Lakeside Arts
Part of University of Nottingham
Lakeside Arts

A man taking a photo of The Centrifugal Soul on his phone

MEET THE ARTIST: MAT COLLISHAW

Having made his breakthrough as a participant in Damien Hirst’s infamous Freeze exhibition in 1988, Mat Collishaw is a key figure in the so-called Young British Artists generation. Since then he has established an international profile exhibiting at major arts venues across the world from New York to Istanbul.

His latest exhibition in the Djanogly Gallery is a homecoming of sorts as Nottingham is the city of his birth.  He told us: “It’s amazing to be back in Nottingham making an exhibition, particularly on this scale because it’s quite ambitious. I probably haven’t shown here since my foundation-year exhibition at Trent thirty years ago.”

Collishaw is renowned for tackling contemporary issues through his breathtaking use of lens-based imagery and captivating installations. Fascinated by the power of the image in contemporary culture, as well as in art history, and its ability to attract and deceive, he frequently combines old and new technologies to explore areas of moral ambiguity. When questioned why this is such a feature of his work he replied: “because it’s the currency that we use. We’re surrounded by technology and it’s an integral part of our lives”.

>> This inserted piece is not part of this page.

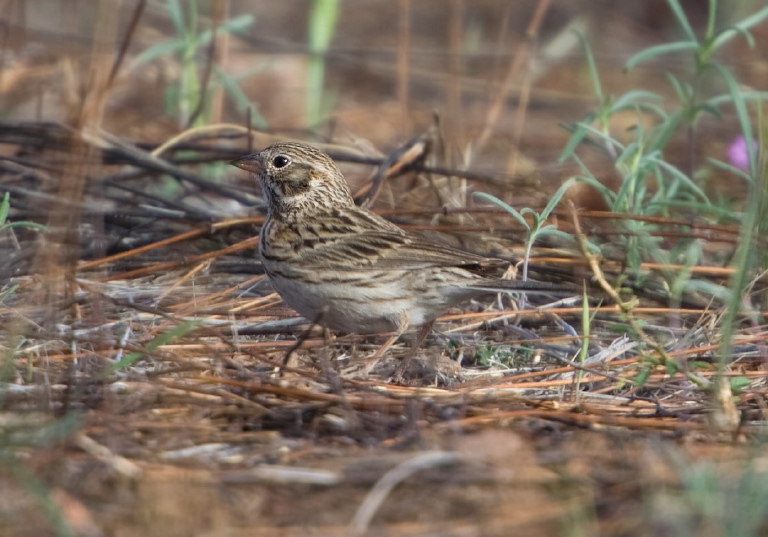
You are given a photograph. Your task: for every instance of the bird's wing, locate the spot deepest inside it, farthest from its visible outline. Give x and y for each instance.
(370, 243)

Despite this, his art is not about technology per se. Drawing inspiration from such diverse sources as history, art history, biology and psychology, Collishaw’s works are always grounded in some theoretical or moral speculation. Take, for example, his most recent work in the show – The Machine Zone – a series of animatronic birds inspired by the experiments of behavioural psychologist, B.F. Skinner. Studying the responses of pigeons to rewards and punishments, Skinner showed how pigeons rewarded by food at random intervals became addicted to pecking at a trigger mechanism. Skinner’s principle of Operant Conditioning is employed by social media sites and online retailers and The Machine Zone comments on both this social manipulation and our obsessive need to seek comfort and validation from the likes and shares that we garner online. In Collishaw’s words: “When the food was introduced they became addicted to pecking. There’s something about the uncertainty and the not knowing when you’re going to be getting it, which is what keeps you coming back and tapping for more. I saw this as being quite similar to us all tap tap tapping on our phones”.

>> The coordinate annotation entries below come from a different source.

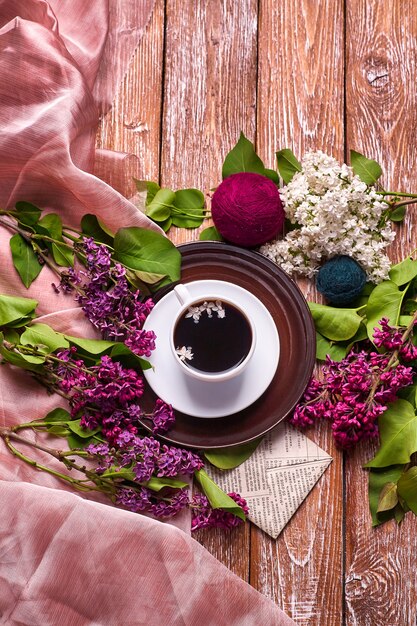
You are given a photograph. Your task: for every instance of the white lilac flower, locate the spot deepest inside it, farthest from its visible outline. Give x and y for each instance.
(184, 353)
(208, 307)
(335, 213)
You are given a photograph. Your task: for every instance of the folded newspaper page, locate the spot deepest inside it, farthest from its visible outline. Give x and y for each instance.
(276, 478)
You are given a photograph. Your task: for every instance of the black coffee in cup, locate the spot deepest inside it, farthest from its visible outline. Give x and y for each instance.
(212, 336)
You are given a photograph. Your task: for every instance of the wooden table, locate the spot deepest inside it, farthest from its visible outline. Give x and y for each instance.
(327, 74)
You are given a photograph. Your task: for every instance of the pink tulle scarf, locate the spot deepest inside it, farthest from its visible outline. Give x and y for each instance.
(65, 559)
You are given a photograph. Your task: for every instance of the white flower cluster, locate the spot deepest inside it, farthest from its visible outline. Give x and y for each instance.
(334, 212)
(196, 311)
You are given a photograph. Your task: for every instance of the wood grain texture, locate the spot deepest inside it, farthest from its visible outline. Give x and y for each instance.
(210, 89)
(279, 76)
(133, 124)
(381, 581)
(300, 106)
(209, 97)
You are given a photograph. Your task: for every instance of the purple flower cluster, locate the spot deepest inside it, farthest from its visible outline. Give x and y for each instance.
(107, 301)
(204, 516)
(146, 458)
(391, 338)
(352, 395)
(106, 396)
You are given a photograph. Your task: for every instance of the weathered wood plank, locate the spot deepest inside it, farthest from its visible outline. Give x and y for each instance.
(134, 122)
(381, 581)
(209, 97)
(210, 89)
(300, 106)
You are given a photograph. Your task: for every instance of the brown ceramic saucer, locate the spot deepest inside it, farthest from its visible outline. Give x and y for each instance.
(281, 296)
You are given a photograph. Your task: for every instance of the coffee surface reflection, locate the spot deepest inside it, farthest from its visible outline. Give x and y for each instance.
(212, 336)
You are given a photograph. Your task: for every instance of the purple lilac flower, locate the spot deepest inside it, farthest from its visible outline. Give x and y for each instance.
(204, 516)
(110, 305)
(391, 338)
(163, 417)
(173, 461)
(172, 506)
(72, 372)
(104, 295)
(352, 395)
(134, 499)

An example in the exhibition of Collishaw’s fascination with old technology – in this case a novelty Victorian toy called a zoetrope – is his amazing The Centrifugal Soul in which the frantic courting rituals of an assortment of exotic birds are set into colourful motion. Another early scientific discovery in the form of phosphorescent ink is employed in the installation In Camera to lend a creepy effect to otherwise banal photographs taken at the scenes of various crimes in the early part of the last century.

Arguably the focal point of the exhibition - especially for a local audience - is the imposing Albion, a cleverly devised projection featuring Nottingham’s own Major Oak. Clearly the image of the famous tree in Sherwood Forest holds a special place in the artist’s memories and he told us: “I’ve been going there for years. When I was a kid growing up around here, I remember visiting it and I was struck by how old and dignified it looked”.

Dominating the first and largest of the Djanogly’s three galleries, it is the size and majesty of the tree that first strikes the beholder. Yet as anyone who has been to Sherwood Forest will know, this natural goliath is propped and supported by a system of steel crutches and chains. Created around the time of the EU Referendum, Albion’s narrative expands beyond its specific local context to take on a metaphorical significance for the country as a whole at a time when political propaganda encouraged romantic notions of a return to “ye olde England and a rose-tinted view of what England ‘used’ to be like”. Again, employing some of the latest technology, the image of the Major Oak has been created by laser-scanning the original in 360 degrees. The result is a slowly rotating ghostly apparition, an illusion with no real substance.

The Djanogly Gallery is home to Mat Collishaw’s ambitious solo exhibition. It features his works: Albion (2017), Last Meal on Death Row, Texas (2011), The Centrifugal Soul (2016), In Camera (2015), The Machine Zone (2019).